Good Friday to one and all. November is wrapping up and we are ready to dive into the start of meteorological winter on Saturday. The first few days of December will be on the mild side across the bluegrass state, but things could be changing sooner rather than later.
Thanks to all those who played “What winter am I?”. The answer to that question… (insert drum roll)…. the winter of 1995/96. The mild numbers from my last post all came from that blockbuster winter across Kentucky and much of the eastern part of the country. This winter may or may not turn out anything like that one, but I did find a November correlation to that year. Lexington has had 19 days of 32 degrees or below this November and that’s the most since 1995 produced 20. If we look at the numbers since 1970… only 1995 and 1976 featured more November days below freezing.

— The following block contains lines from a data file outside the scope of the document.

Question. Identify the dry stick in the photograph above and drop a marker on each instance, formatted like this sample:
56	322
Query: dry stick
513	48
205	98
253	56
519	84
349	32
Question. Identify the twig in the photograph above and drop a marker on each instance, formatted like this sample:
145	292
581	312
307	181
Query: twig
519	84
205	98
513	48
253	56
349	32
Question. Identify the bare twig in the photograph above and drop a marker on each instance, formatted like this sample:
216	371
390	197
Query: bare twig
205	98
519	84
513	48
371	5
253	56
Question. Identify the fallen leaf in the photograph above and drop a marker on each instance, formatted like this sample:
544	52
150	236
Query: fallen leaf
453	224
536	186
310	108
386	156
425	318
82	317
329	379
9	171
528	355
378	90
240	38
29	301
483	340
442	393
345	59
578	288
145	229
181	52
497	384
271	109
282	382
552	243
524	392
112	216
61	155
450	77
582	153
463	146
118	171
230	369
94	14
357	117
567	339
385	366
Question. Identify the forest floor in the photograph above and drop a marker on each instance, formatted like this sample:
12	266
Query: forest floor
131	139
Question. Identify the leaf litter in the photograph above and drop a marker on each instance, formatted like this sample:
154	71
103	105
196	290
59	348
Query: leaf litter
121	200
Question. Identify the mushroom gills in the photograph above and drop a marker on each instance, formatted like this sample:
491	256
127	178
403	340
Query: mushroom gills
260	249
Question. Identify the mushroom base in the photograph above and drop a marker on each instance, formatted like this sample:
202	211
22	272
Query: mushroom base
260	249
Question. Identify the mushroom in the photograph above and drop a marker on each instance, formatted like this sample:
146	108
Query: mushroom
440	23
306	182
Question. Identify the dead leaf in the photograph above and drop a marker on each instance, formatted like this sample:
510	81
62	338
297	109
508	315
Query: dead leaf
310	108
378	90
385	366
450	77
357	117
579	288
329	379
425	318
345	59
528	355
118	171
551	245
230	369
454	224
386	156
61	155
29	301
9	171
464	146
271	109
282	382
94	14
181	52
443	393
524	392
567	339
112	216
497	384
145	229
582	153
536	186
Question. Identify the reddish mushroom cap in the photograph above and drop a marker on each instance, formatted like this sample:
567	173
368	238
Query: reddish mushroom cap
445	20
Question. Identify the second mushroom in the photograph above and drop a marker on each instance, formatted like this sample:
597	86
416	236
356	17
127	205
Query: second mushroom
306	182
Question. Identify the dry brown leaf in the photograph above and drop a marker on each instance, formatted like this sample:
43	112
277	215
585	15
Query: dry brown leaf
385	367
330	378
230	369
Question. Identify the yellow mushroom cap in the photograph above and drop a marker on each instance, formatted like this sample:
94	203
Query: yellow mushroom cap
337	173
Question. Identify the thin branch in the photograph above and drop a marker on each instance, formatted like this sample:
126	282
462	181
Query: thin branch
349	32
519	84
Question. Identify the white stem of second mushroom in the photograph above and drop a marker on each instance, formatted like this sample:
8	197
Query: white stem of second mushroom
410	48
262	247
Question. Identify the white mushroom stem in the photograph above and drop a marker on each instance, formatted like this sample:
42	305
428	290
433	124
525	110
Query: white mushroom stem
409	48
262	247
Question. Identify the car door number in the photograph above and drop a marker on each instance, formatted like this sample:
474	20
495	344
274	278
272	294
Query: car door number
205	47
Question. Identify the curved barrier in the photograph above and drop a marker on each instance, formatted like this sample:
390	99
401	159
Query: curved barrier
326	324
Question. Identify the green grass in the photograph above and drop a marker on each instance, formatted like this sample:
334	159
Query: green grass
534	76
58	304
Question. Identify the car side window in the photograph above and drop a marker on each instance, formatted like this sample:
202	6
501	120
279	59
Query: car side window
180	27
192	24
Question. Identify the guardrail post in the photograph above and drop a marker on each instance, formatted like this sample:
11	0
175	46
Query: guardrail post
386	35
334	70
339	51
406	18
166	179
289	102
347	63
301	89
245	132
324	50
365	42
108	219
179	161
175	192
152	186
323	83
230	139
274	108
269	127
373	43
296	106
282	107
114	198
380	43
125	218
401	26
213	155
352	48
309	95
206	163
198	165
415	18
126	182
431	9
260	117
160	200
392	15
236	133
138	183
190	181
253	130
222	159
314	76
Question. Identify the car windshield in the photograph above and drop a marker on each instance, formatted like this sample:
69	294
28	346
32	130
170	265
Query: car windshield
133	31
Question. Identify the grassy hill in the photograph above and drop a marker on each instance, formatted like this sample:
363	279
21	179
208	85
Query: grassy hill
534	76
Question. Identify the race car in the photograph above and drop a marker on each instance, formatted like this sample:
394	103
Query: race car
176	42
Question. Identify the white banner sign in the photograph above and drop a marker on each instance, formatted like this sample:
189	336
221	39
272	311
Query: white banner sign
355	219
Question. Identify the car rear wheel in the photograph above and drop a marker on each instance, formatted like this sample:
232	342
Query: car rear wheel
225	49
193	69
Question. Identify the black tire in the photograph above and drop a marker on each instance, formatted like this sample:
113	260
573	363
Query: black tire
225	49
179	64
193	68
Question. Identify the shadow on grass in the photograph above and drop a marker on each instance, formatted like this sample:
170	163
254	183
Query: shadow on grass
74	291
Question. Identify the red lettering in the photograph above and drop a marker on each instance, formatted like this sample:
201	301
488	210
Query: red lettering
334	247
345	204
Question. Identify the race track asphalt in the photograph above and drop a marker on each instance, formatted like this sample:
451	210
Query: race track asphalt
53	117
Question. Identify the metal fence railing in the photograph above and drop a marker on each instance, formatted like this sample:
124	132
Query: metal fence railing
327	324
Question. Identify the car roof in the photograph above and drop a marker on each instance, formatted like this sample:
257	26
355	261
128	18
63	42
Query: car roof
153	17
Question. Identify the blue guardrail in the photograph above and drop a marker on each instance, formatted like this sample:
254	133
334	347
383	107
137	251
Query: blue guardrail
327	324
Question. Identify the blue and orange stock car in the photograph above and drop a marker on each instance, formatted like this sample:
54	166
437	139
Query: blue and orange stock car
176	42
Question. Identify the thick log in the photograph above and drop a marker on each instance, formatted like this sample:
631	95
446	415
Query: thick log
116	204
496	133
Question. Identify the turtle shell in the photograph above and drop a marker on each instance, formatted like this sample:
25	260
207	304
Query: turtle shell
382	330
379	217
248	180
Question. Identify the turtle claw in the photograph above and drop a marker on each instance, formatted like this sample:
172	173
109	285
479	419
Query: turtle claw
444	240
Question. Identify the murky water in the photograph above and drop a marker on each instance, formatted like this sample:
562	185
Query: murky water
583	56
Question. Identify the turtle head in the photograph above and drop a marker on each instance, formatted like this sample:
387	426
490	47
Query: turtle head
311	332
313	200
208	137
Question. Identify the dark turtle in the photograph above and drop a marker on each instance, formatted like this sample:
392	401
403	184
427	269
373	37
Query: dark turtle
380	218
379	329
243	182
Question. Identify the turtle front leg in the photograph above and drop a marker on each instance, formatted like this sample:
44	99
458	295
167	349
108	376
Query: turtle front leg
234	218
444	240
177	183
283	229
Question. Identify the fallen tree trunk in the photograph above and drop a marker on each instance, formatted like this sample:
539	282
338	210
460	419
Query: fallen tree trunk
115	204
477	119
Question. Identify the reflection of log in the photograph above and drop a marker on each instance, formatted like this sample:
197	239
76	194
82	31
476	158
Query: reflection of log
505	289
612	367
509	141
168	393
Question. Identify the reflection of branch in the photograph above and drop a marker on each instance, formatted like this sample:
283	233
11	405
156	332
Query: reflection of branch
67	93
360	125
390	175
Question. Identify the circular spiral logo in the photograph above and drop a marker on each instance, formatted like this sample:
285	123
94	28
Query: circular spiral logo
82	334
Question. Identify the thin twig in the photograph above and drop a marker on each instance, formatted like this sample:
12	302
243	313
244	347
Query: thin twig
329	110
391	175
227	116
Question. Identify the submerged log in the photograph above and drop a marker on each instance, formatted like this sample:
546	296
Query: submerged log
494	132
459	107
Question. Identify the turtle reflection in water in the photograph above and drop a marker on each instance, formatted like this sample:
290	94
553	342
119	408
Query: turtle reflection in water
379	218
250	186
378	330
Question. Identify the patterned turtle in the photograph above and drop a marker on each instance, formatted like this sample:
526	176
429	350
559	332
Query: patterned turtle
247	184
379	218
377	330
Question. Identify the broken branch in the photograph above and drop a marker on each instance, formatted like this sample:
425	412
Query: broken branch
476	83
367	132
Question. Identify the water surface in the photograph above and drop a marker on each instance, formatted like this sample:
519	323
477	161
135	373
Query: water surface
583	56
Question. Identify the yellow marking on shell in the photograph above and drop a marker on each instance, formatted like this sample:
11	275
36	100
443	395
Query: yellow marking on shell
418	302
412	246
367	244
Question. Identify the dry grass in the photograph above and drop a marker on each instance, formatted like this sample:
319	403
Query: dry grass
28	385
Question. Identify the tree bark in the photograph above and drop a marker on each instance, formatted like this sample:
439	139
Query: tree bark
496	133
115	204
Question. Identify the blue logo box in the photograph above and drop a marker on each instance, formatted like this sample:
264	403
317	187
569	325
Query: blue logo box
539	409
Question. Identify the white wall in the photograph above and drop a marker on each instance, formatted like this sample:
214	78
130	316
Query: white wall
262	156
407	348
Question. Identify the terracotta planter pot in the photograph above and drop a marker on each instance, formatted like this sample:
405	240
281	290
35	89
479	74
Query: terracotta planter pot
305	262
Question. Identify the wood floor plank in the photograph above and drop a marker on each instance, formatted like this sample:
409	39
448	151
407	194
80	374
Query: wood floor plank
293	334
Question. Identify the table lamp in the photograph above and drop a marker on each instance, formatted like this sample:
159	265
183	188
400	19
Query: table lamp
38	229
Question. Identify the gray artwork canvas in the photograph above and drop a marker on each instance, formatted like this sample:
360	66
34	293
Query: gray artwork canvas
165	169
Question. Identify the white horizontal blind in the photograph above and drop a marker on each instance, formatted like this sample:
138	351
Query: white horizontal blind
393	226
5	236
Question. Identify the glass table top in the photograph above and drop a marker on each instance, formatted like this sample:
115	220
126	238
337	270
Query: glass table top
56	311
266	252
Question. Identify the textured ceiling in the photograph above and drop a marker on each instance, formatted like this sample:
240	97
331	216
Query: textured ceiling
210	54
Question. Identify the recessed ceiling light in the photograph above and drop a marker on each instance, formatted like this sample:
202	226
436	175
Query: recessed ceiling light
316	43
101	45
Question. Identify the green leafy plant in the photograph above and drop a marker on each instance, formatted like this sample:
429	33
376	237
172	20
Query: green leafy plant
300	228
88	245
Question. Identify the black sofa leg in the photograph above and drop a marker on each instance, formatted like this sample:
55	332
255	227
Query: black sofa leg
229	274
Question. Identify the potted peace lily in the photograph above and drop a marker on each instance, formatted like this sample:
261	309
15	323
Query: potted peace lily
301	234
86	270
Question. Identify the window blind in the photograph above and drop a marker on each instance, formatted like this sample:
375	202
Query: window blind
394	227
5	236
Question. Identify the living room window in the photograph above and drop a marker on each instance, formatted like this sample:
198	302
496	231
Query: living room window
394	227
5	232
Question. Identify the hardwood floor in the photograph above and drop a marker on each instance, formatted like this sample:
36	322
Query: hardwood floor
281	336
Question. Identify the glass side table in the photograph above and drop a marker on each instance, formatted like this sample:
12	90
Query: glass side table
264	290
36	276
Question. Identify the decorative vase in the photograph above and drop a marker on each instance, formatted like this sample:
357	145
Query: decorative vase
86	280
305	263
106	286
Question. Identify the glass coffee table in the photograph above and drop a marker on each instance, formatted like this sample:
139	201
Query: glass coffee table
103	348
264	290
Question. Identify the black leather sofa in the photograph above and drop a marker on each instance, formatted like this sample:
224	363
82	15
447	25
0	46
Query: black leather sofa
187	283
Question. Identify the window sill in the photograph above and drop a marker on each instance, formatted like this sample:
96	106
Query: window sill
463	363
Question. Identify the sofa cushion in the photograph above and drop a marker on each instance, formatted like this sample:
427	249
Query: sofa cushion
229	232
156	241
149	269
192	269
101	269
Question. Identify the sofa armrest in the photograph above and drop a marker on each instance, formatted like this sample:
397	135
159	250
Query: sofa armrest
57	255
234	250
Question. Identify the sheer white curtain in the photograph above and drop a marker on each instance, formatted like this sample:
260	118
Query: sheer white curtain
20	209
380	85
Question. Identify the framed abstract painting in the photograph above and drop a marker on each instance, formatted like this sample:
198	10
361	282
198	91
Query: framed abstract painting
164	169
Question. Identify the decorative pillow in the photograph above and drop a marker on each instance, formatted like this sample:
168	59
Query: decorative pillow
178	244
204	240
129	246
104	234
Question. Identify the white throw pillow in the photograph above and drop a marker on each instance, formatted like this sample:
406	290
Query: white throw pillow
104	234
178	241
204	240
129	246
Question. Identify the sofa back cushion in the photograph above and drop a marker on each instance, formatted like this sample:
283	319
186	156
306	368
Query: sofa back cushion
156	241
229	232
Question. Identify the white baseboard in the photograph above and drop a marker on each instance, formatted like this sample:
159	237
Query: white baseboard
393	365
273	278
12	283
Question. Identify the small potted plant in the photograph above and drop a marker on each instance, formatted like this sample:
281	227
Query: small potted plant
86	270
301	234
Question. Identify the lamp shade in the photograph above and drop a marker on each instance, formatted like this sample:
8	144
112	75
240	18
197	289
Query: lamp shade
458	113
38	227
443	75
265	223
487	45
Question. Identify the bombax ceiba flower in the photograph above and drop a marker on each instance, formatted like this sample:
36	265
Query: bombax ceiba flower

I don’t know if any of that is a precursor of things to come this winter, but I don’t think you guys realize the amount of number crunching I actually do. (Cue the violin ;))
Speaking of numbers… they are going up over the next several days. Highs today will hit the 50s with a mix of sun and clouds. We will flirt with 60 Saturday under a partly cloudy sky. Moisture will increase by Sunday and this will lead to scattered showers that take us into early Monday. These show up well on the simulated NAM radar:
Temps during this time will likely warm into the low 60s, but clouds and showers may knock those down a bit for some areas.
A cold front enters the picture early Tuesday and this will bring a line of gusty showers across the state. Temps will come way down behind the front, but that won’t last long as it gets shoved through here pretty quickly. Why is that happening? Because the models are now speeding up the change to winter and slam another system in here by next Friday or Saturday.
The overall pattern is in the process of cleaning itself up. The west coast into the Gulf of Alaska looks to become MUCH more favorable in time. Take a look at the deep trough up there this weekend and how it gets replaced by a big ridge…
As that ridge balloons along the west coast, a deep trough is carved out across much of the country. That trough opens the floodgates allowing very cold air from Canada to dive our way. The new Canadian Model is also on board with that configuration by next weekend…
That falls toward the beginning of my December 7th-14 period of change. We’ll see how it all evolves in the coming days.
All of that may be a lead up toward some interesting weather just in time for Christmas. The CFS model says a White Christmas is possible to a lot of people across the country…
I will update things later today. Make it a great Friday and take care.